Is Google a monopoly? One thing for sure is that Google’s main focus is on pushing search traffic and click prices and that it’s survival is not dependent on excelling in efficiency and cost savings. That means it could be a hot market with enough flow for everyone or it could mean the market is moving towards a monopoly market.
User control: monopolies have to retain and lock-in users. Google users are ‘locked in’ by the product being free without the perceived need to change vendors. Consumers typically only change vendors when they perceive higher value in other products or lower costs. The product cannot be offered cheaper than free so a competitor needs to deliver perceived higher value.

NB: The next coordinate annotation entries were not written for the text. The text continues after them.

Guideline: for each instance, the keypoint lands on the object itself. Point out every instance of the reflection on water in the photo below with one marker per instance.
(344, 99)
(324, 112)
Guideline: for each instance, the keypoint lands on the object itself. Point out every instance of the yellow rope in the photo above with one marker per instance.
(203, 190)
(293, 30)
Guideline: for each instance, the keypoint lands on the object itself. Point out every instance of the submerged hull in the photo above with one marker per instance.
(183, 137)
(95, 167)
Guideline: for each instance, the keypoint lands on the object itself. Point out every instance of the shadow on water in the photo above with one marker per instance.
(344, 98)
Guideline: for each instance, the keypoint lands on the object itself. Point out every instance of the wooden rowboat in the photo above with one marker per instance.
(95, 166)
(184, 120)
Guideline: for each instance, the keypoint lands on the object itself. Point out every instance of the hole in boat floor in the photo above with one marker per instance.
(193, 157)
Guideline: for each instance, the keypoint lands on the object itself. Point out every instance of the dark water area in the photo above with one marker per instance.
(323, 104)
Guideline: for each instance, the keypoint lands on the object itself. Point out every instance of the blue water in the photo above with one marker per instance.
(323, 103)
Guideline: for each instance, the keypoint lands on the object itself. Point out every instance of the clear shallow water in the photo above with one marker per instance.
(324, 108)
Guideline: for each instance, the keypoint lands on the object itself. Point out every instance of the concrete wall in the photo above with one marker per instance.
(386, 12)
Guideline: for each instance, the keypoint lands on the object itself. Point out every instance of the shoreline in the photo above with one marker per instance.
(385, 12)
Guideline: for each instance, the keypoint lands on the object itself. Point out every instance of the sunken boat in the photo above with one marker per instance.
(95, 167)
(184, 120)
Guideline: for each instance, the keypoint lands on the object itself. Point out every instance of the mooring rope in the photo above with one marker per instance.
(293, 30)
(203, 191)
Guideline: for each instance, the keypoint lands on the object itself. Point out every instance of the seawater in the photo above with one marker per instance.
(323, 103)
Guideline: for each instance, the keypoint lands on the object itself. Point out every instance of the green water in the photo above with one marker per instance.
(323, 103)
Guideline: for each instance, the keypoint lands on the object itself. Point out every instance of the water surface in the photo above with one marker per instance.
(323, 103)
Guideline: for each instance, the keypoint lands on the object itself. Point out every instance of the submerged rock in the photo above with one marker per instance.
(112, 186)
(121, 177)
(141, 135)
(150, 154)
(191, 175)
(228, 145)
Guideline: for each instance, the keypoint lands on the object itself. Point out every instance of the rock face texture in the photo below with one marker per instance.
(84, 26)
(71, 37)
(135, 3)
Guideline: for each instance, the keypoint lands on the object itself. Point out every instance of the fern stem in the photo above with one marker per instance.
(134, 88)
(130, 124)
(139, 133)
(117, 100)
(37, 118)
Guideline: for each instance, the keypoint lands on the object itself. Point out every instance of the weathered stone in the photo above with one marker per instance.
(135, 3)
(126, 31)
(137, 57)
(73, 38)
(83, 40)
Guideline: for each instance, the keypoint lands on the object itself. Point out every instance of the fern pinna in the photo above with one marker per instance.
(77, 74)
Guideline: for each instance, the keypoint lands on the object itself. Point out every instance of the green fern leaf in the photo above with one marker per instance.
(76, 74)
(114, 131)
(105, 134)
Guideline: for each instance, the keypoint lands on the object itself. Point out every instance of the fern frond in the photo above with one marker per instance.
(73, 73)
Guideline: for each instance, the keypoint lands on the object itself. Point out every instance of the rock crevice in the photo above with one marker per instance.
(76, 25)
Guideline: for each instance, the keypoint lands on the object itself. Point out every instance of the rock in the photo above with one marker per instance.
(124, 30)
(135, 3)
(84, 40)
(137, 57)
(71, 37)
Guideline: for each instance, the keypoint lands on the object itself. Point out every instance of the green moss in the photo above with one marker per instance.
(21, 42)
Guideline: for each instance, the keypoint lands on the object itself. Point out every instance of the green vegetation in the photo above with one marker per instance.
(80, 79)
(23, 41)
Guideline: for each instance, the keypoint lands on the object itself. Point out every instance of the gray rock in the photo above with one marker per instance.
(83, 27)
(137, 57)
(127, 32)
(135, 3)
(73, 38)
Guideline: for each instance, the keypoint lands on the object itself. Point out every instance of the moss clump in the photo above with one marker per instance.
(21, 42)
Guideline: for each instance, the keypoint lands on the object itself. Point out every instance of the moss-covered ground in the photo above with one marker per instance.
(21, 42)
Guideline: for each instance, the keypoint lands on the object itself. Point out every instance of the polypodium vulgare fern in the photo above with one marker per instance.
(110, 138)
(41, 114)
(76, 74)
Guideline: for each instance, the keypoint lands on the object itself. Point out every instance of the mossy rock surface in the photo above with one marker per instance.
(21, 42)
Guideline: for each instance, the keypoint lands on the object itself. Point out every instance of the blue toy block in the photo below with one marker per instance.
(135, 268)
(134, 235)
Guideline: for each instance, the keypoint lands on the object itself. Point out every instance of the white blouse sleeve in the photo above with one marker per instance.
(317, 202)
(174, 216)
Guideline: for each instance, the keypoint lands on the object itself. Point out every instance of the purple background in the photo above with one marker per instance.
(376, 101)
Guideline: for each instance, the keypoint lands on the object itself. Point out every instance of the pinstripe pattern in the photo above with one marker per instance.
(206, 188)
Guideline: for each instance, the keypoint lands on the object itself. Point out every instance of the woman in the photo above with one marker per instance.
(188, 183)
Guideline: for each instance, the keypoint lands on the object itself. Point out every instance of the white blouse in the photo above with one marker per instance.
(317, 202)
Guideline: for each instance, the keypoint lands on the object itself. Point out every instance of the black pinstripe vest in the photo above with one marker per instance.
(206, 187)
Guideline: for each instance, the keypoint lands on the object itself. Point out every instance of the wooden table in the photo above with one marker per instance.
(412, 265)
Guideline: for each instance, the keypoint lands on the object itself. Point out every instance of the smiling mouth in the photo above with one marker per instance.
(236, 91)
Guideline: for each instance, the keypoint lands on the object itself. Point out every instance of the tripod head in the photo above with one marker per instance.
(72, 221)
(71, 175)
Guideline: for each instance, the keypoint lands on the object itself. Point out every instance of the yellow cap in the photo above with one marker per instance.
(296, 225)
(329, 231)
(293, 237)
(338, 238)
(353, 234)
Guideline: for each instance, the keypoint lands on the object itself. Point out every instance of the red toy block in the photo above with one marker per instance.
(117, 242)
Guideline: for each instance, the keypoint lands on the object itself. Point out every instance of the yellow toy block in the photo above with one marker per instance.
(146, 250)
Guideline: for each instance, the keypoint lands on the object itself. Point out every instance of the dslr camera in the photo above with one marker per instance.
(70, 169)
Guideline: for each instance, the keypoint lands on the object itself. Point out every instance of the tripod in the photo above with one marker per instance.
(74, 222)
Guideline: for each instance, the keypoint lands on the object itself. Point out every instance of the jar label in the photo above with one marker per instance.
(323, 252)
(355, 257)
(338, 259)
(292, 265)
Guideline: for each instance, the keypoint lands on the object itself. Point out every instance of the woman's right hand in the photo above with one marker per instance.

To change people’s behavior, some people say it requires a 2x to 10x higher value so a web search competitor winning against Google needs to have results that are at least twice as good…
Another option is to go into new markets where no monopoly position needs to be fought or where substantially better services can be offered. Remember, YouTube, MySpace, and Skype beat Google with superior products and marketing (the latest news is that MySpace has thrown-in the towel in the Netherlands because they couldn’t compete against Hyves, a local social network… http://www.techcrunch.com/2008/10/26/myspace-gives-up-on-the-netherlands/). This shows that it’s not the first mover in the market that becomes the winner but the first party to do it well enough and reach a certain critical mass. Google has done that extremely well in web search but that is also the only market in which they have shown to be unbeatable. Media start-ups need to choose wisely where to compete and where to complement. Many creative start-ups are still showing us how to navigate the media space as a new player. Of course a solid monetization model is key to generate sufficient revenues but that’s a subject for another post.